A federal appeals court Thursday upheld the suspension of President Donald Trump’s executive order that would temporarily bar entry into the United States for nationals of seven Muslim-majority countries.
The unanimous 3-0 ruling from the panel of the 9th U.S. Circuit Court of Appeals means that citizens from those countries will continue to be able to travel to the U.S. as they were before the president’s executive order.
“The Government has pointed to no evidence that any alien from any of the countries named in the order has perpetrated a terrorist attack in the United States,” the judges wrote in their ruling. “Rather than present evidence to explain the need for the Executive Order, the government has taken the position that we must not review its decision at all.”

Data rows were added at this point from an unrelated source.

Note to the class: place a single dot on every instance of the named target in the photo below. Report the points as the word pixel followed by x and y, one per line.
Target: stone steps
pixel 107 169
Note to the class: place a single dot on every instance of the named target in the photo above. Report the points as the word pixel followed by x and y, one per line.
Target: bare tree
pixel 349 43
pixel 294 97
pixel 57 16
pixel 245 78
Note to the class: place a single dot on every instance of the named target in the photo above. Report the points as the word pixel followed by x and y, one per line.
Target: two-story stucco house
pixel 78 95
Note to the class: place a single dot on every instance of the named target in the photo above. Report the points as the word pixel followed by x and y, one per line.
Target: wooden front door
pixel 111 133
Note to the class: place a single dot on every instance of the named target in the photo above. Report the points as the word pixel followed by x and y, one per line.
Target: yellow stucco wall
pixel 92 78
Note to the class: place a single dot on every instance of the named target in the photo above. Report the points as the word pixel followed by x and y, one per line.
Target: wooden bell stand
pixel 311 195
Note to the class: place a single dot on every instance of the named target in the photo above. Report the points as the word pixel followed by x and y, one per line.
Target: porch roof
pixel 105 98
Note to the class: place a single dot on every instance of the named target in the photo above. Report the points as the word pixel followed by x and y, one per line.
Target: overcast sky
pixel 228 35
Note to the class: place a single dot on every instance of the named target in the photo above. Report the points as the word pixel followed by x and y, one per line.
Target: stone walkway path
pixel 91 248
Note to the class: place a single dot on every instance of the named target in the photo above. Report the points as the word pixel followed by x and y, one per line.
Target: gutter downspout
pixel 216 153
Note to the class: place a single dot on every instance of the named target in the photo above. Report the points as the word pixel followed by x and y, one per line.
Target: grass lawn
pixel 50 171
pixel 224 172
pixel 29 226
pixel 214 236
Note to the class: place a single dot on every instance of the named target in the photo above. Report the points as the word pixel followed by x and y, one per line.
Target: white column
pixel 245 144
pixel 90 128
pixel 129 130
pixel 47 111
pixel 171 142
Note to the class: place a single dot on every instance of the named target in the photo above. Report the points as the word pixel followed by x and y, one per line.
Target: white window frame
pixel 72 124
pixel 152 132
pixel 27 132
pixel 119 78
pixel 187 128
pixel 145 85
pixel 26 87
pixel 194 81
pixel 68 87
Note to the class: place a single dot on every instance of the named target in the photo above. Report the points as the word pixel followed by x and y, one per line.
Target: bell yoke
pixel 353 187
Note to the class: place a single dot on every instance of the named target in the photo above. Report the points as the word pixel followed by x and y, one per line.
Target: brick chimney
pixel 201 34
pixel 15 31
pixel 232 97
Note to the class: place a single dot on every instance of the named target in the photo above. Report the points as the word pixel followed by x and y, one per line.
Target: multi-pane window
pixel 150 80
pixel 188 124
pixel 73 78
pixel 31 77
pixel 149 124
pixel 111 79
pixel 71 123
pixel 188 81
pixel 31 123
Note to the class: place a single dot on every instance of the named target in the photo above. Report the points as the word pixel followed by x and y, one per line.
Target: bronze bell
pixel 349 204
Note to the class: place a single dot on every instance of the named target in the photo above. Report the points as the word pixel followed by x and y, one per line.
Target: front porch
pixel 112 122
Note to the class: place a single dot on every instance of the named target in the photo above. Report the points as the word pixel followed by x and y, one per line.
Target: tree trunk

The ruling also touched on Trump’s claims that the executive order was a matter of national security. “Federal courts routinely review the constitutionality of — and even invalidate — actions taken by the executive to promote national security, and have done so even in times of conflict,” the judges wrote.
The panel also dismissed arguments from the Justice Department that presidential decisions on immigration policy as it relates to national security are un-reviewable.
“There is no precedent to support this claimed unreviewability, which runs contrary to the fundamental structure of our constitutional democracy,” the judges wrote.
Trump issued a defiant tweet minutes after the ruling, saying “SEE YOU IN COURT, THE SECURITY OF OUR NATION IS AT STAKE!”
According to CNN, Trump told reporters: “It’s a political decision, we’re going to see them in court, and I look forward to doing that.”
Trump continued: “It’s a decision that we’ll win, in my opinion, very easily.”
The ruling comes after federal Judge James Robart in Seattle issued a restraining order blocking the travel ban nationwide. The administration then appealed, which led the case to the 9th Circuit of Appeals.
The Justice Department is now in the process of reviewing the decision, and Trump has indicated throughout that he would take the case to the Supreme Court if necessary.